For the past decade, members of my mother’s family, their family and friends, and a revolving group of guests have gathered in Achrafieh. The birth of Christ and Santa’s generosity are practically afterthoughts. Save for a few carols and token attendance of Mass, the family spends its time debating the intricate disputes (read: petulant behavior) of Lebanese political leaders. Since 2005, when the assassination of former Lebanese Prime Minister Rafic Hariri opened up the Lebanese political arena, a single conversation has literally stretched over five years continuous conversation the winter season. 

Conversation ranges between sophisticated and calm analyses to incendiary outbursts that would make a sailor blush. Discussion has revolved around intra-Christian divisions, the Sunni-Shiite divide, the broader regional configuration, America’s place in the world, the “Hizbullah question,” and the Special Tribunal for Lebanon (STL). This year, of course, WikiLeaks provided some fresh conversational points. Despite the available fodder, and underneath an ever-changing surface, the conversation has been the same for the past five years.

The next couple posts on Page Lebanon will provide some entertaining and controversial selections from 2010′s political brawl. Because I did not ask my family and friends if I could publicize their views, I’ll be concealing their identities (Julian Assange, take note). Comments are in italics…

 

“The Guest”

“Hizbullah killed Hariri. [Hariri] was part of some regional project – one that included naturalizing the [Palestinian refugees], but was also aimed at the Shiites across the Middle East. That’s why Hizbullah killed him, under orders from [Iranian Supreme Leader Ayatollah] Khamenei.”

(Here, the ever-present “regional project” rears its head. Of course, states have their policies, and do much to pursue their interests under the table, but it is also quite possible that Hariri was killed, quite simply, because the Syrian regime and its allies in Lebanon thought he had “grown too big for his britches.”)

“[Lebanese Forces leader] Samir Geagea will be Lebanon’s next president. What are you laughing at? He [Geagea] is in Saudi Arabia right now to begin resolving his issues with Syria. The Saudis, Egyptians, French, and Americans would rather have Geagea in Baabda [the seat of Lebanon's presidency].”

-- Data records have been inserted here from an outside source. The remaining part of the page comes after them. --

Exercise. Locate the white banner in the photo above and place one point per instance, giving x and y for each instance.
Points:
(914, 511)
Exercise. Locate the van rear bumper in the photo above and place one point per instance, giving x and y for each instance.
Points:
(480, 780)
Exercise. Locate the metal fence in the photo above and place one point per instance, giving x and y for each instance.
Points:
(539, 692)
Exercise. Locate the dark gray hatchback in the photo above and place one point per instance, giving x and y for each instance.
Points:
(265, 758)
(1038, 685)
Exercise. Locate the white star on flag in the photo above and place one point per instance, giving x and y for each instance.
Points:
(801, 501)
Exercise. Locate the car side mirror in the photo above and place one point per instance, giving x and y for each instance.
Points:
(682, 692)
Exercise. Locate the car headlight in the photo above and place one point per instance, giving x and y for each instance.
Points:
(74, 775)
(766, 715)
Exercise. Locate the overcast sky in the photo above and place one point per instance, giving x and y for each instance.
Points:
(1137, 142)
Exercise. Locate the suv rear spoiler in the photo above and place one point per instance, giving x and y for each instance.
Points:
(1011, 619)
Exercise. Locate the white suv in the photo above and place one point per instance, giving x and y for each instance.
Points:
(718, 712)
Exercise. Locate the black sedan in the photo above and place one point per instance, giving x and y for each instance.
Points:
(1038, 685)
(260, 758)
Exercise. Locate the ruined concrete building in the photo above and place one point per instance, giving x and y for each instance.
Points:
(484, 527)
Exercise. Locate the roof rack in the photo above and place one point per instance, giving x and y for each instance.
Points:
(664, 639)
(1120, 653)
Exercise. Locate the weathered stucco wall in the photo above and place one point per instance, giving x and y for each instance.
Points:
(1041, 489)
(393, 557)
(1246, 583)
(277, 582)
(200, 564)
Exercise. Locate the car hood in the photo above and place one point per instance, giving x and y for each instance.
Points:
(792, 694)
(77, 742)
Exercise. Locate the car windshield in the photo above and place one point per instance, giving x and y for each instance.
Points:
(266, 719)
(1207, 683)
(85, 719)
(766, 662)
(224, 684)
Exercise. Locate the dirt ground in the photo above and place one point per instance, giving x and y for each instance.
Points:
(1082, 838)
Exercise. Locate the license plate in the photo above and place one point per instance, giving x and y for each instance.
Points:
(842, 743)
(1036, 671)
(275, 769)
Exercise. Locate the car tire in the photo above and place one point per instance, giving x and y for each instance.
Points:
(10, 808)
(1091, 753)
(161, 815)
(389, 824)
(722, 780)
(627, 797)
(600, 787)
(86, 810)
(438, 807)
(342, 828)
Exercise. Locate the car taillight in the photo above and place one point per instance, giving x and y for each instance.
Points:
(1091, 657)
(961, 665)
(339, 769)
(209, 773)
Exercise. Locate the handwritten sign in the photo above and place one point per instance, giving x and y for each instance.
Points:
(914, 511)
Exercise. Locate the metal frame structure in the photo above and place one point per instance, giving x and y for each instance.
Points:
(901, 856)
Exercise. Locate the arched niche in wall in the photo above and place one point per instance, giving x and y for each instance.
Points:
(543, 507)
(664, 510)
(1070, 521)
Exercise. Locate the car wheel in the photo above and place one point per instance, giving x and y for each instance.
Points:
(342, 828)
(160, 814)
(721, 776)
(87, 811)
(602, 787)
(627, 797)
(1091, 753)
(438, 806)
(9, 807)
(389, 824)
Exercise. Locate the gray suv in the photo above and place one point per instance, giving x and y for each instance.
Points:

(I didn’t buy this argument. It’s not about morals, but politics – and Geagea has a credibility problem. Like many other war-time leaders, Geagea has his sins. The difference is that many Lebanese – including, importantly, members of his own Christian community – perceive his crimes to be more serious. As one observer remarked, “Geagea has ‘pulled the trigger’ himself, while others were more removed from the atrocities of war.” Perhaps these problems will grow smaller as Lebanon’s younger generation – one with few Civil War-era memories – becomes increasingly relevant. Perhaps Geagea will manage to capture much of the Christian vote in 2013. But the next president should take office in 2014, and this might be too soon for Geagea.)

“What do you mean Iranian and Syrian interests? Anthony, you’re a young man, listen to me… If the Americans want Geagea [as president], it will happen. Geagea’s history does not matter. Tell me where he’s made a mistake since 2005. The key is to begin laying the groundwork with Syria… What? No, that doesn’t suggest that Syria matters!”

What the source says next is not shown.